We will test the neural network here, using the default values given in the model along with early stopping to avoid overfitting. 

In [None]:
training = model.fit(new_train_X, train_y_trimmed, 
                     validation_data=(new_val_X, val_y),
                     epochs=1000, batch_size=32, 
                     callbacks=[early_stopping], verbose=0)

In [None]:
val_acc = np.mean(training.history['val_binary_accuracy'])
print("\n%s: %.2f%%" % ('val_acc', val_acc*100))

In [None]:
plt.plot(training.history['binary_accuracy'])
plt.plot(training.history['val_binary_accuracy'])
plt.title('model accuracy')
plt.ylabel('accuracy')
plt.xlabel('epoch')
plt.legend(['train', 'validation'], loc='upper left')
plt.show()

Define the grid search parameters. Ideally, more parameters would be tested, but this is omitted to save some time.

In [None]:
model = KerasClassifier(build_fn=create_model, verbose=0)

nodes=[25, 50]
drops = [0.0, 0.1]
param_grid = dict(batch_size=[32], epochs=[100], nodes=nodes,dr=drops)

# Search the grid
grid = GridSearchCV(estimator=model, param_grid=param_grid, verbose=2)
grid_result = grid.fit(new_train_X, train_y_trimmed, 
                       validation_data=(new_val_X, val_y), callbacks=[early_stopping])

Print the best results of GridSearchCV.

In [None]:
print("Best: %f using %s" % (grid_result.best_score_, grid_result.best_params_))
means = grid_result.cv_results_['mean_test_score']
stds = grid_result.cv_results_['std_test_score']
params = grid_result.cv_results_['params']
for mean, stdev, param in zip(means, stds, params):
    print("%f (%f) with: %r" % (mean, stdev, param))
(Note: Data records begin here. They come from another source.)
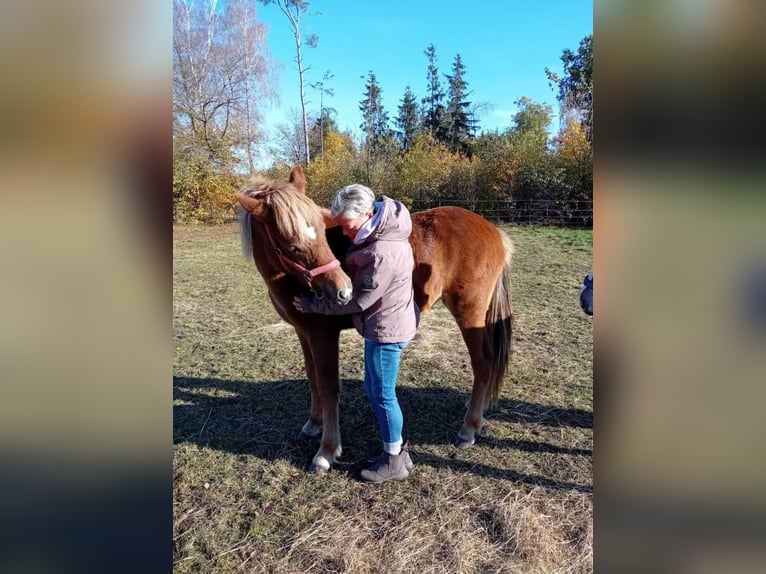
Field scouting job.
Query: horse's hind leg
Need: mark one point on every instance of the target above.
(481, 359)
(471, 320)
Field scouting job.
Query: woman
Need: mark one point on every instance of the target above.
(380, 264)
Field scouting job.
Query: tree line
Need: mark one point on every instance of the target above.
(431, 152)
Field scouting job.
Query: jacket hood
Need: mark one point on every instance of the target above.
(395, 223)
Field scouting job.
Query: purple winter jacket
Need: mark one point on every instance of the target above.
(383, 304)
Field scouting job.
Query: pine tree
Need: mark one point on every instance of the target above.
(408, 121)
(375, 126)
(434, 112)
(575, 88)
(460, 125)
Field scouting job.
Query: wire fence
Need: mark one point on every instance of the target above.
(552, 212)
(539, 212)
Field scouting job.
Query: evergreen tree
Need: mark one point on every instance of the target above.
(377, 134)
(575, 88)
(434, 112)
(460, 125)
(323, 126)
(408, 121)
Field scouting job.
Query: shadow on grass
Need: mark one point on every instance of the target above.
(262, 419)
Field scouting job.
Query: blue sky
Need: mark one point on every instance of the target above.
(505, 47)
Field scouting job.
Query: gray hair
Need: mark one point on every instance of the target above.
(352, 201)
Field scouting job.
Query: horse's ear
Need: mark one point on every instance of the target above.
(329, 220)
(298, 179)
(257, 207)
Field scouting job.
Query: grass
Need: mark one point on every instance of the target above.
(520, 500)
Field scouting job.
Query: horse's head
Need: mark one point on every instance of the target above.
(294, 229)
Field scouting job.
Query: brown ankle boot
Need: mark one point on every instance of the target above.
(381, 458)
(387, 467)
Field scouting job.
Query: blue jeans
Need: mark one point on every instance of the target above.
(381, 368)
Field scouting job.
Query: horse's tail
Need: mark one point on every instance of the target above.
(245, 233)
(499, 323)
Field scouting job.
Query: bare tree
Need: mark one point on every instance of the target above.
(294, 9)
(221, 75)
(322, 91)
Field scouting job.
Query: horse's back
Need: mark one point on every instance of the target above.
(454, 249)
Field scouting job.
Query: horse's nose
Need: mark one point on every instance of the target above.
(344, 296)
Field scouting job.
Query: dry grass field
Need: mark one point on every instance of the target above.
(520, 500)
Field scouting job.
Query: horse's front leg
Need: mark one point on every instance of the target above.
(324, 350)
(313, 426)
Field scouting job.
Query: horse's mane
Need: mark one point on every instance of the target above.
(292, 209)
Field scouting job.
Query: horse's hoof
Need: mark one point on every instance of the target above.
(317, 470)
(462, 443)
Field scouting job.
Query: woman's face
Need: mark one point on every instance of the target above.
(351, 226)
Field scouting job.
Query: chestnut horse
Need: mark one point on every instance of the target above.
(460, 257)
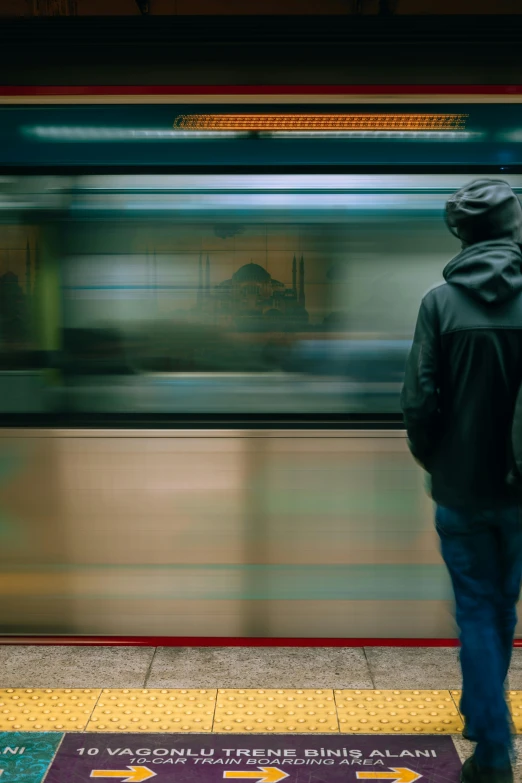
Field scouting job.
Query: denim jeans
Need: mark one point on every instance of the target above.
(483, 553)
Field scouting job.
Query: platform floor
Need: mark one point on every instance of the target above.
(239, 690)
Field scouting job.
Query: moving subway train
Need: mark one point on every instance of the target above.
(205, 312)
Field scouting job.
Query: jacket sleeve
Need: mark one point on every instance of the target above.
(420, 393)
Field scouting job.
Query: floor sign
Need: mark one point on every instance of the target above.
(261, 758)
(25, 756)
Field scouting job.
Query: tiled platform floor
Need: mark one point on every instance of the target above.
(238, 690)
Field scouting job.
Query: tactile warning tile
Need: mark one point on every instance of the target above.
(275, 710)
(515, 704)
(154, 709)
(49, 709)
(397, 712)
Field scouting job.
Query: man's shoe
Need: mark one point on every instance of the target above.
(472, 773)
(467, 734)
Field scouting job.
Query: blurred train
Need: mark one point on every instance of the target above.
(206, 303)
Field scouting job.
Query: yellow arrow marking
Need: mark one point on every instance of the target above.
(130, 775)
(398, 774)
(265, 774)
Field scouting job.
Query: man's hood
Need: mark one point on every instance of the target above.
(490, 271)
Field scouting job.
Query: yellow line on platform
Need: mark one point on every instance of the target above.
(237, 711)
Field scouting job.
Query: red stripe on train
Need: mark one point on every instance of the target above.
(271, 89)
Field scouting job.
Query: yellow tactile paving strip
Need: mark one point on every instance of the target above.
(154, 710)
(234, 711)
(281, 711)
(396, 712)
(515, 703)
(50, 709)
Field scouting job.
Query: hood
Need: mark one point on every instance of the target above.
(489, 271)
(484, 209)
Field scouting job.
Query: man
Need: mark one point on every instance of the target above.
(461, 384)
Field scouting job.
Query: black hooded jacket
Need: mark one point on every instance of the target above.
(465, 367)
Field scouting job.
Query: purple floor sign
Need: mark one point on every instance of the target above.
(212, 758)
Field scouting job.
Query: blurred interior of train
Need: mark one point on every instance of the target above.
(176, 294)
(160, 265)
(223, 293)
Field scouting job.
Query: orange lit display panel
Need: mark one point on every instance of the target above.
(321, 122)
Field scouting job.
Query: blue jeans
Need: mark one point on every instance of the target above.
(483, 553)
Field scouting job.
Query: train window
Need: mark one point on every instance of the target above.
(214, 295)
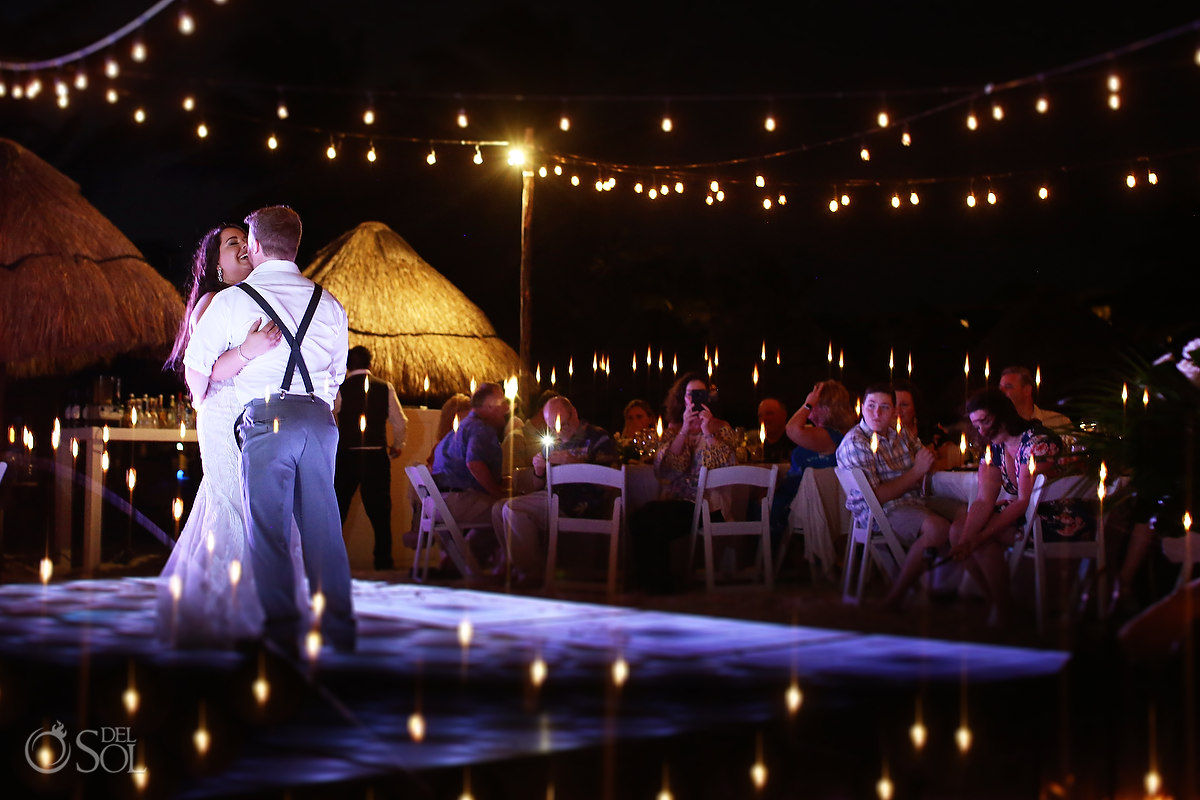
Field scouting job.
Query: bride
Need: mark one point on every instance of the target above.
(207, 595)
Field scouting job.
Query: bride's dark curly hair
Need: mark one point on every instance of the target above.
(203, 281)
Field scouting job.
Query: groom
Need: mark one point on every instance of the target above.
(288, 433)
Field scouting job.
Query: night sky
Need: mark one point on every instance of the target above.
(615, 271)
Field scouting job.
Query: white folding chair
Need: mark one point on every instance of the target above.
(759, 477)
(437, 522)
(869, 542)
(1087, 551)
(819, 513)
(593, 475)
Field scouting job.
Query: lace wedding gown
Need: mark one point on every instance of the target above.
(209, 567)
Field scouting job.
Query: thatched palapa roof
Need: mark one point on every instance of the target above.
(73, 289)
(414, 322)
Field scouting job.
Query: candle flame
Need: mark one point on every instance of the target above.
(466, 631)
(918, 734)
(538, 672)
(793, 697)
(417, 726)
(619, 672)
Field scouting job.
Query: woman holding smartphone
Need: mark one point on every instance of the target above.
(694, 438)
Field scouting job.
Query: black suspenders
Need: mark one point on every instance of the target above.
(297, 359)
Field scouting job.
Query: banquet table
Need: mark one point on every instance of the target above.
(91, 449)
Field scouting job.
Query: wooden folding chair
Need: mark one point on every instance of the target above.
(756, 477)
(593, 475)
(437, 522)
(1087, 551)
(869, 542)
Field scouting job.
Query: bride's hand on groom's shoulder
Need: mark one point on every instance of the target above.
(261, 338)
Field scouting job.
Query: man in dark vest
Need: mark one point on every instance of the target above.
(364, 405)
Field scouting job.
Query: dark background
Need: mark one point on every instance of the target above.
(1065, 284)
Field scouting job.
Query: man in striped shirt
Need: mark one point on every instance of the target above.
(895, 473)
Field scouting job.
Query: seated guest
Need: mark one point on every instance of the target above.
(895, 473)
(815, 429)
(773, 417)
(639, 416)
(993, 522)
(694, 438)
(456, 408)
(467, 462)
(526, 517)
(1017, 383)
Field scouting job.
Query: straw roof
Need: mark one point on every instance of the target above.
(414, 322)
(73, 289)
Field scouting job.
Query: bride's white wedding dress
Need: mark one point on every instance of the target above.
(209, 567)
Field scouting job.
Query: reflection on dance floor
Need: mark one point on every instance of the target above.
(442, 678)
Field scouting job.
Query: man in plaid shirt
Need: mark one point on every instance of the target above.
(895, 473)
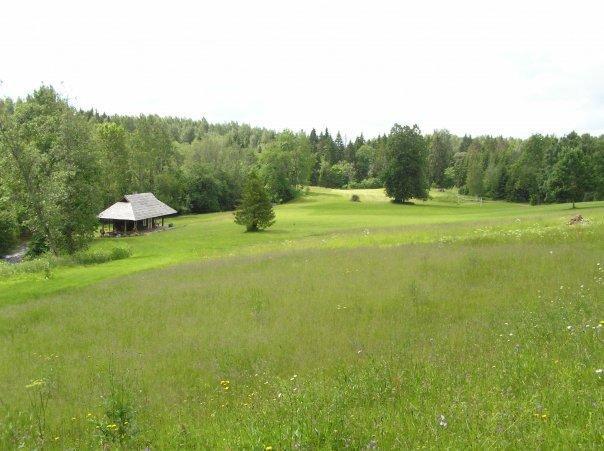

Now, fit the model using the optimal GridSearchCV values and evaluate the area under the ROC curve between the predicted probability and the observed target.

In [None]:
model = create_model(nodes=50, dr=0.1)

training = model.fit(new_train_X, train_y_trimmed, epochs=100, batch_size=32, validation_data=(new_val_X, val_y), callbacks=[early_stopping])

In [None]:
preds= model.predict(new_val_X)
false_positive_rate, recall, thresholds = roc_curve(val_y, preds)
roc_auc = auc(false_positive_rate, recall)
print(roc_auc)